The Supreme Court of Idaho is bound by the Supreme Court of the United States because the Supreme Court of the United State says so. Note that although the Cert Petition leads off with the Supremacy Clause, the Per Curiam decision wisely doesn’t even mention it. Why? Because the Supreme Clause says nothing about the Supreme Court (as I spent 5 minutes drilling into my students last week). It provides.
This Constitution, and the laws of the United States which shall be made in pursuance thereof; and all treaties made, or which shall be made, under the authority of the United States, shall be the supreme law of the land; and the judges in every state shall be bound thereby, anything in the Constitution or laws of any State to the contrary notwithstanding.
It does not say that the Supreme Court is the final expositor of the supreme law of the land. That is a role the Court has assumed for itself. State and federal Judges are bound to the Constitution, not to the Supreme Court. Those aren’t the same thing.
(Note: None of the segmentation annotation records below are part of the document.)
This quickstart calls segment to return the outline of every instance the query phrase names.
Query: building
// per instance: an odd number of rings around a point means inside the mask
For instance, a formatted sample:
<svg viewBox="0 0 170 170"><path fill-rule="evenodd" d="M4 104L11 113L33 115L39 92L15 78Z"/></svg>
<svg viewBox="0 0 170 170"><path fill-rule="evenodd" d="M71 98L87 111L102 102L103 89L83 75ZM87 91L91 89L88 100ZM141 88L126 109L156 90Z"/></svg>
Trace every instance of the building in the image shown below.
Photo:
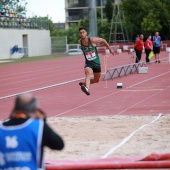
<svg viewBox="0 0 170 170"><path fill-rule="evenodd" d="M25 18L0 5L0 59L51 54L48 20Z"/></svg>
<svg viewBox="0 0 170 170"><path fill-rule="evenodd" d="M96 0L97 8L103 9L108 0ZM113 3L115 0L111 0ZM65 0L66 29L74 23L78 24L81 19L88 17L89 0Z"/></svg>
It is a common mistake to conflate the day. For example Justice Breyer erred last month when he wrote that lower courts are bound by SCOTUS because of the supremacy clause. The author of today’s Per Curiam opinion–I am going to guess the Chief assigned this institutional decision to himself–did not make such a foundational mistake.
And by the way, it wasn’t Marbury v. Madison that established this principle of SCOTUS supremacy. Nor was it Martin v. Hunter’s Lessee, although it can be inferred from that case. It was Cooper v. Aaron that first announced this principle. Note that Cooper v. Aaaron didn’t even cite Martin, for good reason–it didn’t provide the rule of decision.
Update: Howard Wasserman writes that the Court may have been sending a signal to the Supreme Court of Alabama:
Although I try not to read tea leaves, this looks like a shot across the bow of the Supreme Court of Alabama. That court seems itching to following Idaho with respect to Obergefell and is being urged to do so by the litigants and by Chief Justice Roy Moore. James suggests that SCOTUS will quickly and easily dispose of that effort.